As Deanna begins to live out the youth she never got a chance to finish, attending ragers, getting frisky amid the library stacks with the adorably smitten Jack (Luke Benward), and rediscovering her love of archaeology, the film shrewdly does not make Deanna the butt of the joke. The humor, then, comes from her mostly believable experiences as a long-grown woman who joyously throws herself into the day-to-day existence of a college student but whose wild streak is accompanied by her greater worldly knowledge. A scene where she cannot help herself from making socially conscientious toasts with each shot she takes at a kegger is enormously funny. Another set-piece where Deanna (violently phobic of public speaking) must give an oral presentation to her class is a five-minute masterclass in comedy performed by one of the most gifted comic actors working today. Also an unexpected charmer: Deanna's romance with 21-year-old Jack, a guy she knows is too young for her but whom she cannot resist. When the film briefly stumbles, or does not quite work as well—and there are a few instances of this, including the inevitable accidental eating of pot brownies and a subsequent crashing of a wedding—it typically gets back on track immediately after.

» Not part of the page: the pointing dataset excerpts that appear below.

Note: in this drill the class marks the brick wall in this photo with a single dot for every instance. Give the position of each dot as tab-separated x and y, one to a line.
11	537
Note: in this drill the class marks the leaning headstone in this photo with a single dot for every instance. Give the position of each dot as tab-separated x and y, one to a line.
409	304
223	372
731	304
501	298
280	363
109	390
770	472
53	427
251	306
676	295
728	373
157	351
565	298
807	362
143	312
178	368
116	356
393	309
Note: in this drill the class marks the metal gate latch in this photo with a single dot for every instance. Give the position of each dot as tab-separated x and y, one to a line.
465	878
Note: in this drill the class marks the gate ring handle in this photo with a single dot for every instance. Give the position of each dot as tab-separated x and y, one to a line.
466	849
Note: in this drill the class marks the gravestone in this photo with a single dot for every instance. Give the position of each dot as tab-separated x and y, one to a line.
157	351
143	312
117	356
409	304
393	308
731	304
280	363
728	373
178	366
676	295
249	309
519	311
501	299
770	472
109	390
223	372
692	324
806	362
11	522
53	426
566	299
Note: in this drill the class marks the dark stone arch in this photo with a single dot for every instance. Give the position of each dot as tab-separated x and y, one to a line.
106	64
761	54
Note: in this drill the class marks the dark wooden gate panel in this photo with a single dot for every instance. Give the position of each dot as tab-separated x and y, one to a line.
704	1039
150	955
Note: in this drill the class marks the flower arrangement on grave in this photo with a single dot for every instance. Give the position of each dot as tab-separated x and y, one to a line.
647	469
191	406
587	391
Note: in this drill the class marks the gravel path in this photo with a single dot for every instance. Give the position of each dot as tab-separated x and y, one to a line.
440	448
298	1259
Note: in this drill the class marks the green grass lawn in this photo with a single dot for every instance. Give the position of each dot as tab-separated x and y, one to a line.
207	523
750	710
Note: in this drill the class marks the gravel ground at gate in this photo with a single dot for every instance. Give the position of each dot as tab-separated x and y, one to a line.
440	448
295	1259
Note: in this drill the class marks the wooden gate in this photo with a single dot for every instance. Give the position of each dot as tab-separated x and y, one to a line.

Is it too hyperbolic to anoint Melissa McCarthy a national treasure? Even when her films aren't perfect, she always is, hitting every beat exactly right, navigating broad humor with genuine human emotion. McCarthy brings a cheery positivity to Deanna that proves impossible not to love; when things do not go her way, or she is hurt by others, the viewer is instantly and without question on her side. Watching her as she takes a path she long thought had passed her by is the picture's greatest pleasure. McCarthy shares a charismatic rapport with all her game co-stars, among them Molly Gordon (2015's "Love the Coopers") as daughter Maddie; Gillian Jacobs (2015's "Hot Tub Time Machine 2") as good-natured semi-celebrity Helen, a sophomore also making up for lost time after an eight-year coma; Luke Benward (2006's "How to Eat Fried Worms") as Deanna's unexpected love interest Jack; Debby Ryan (2018's "Every Day"), deliciously, amusingly spiteful as mean girl Jennifer; Maya Rudolph (2015's "Sisters") as Deanna's best friend Christine, living vicariously through her wild collegiate experiences; Julie Bowen (TV's "Modern Family") as Dan's catty new beau Marcie Strong; and Heidi Gardner (TV's "Saturday Night Live"), a scream as Deanna's equal parts pleasant and frightful goth dormmate Leonor.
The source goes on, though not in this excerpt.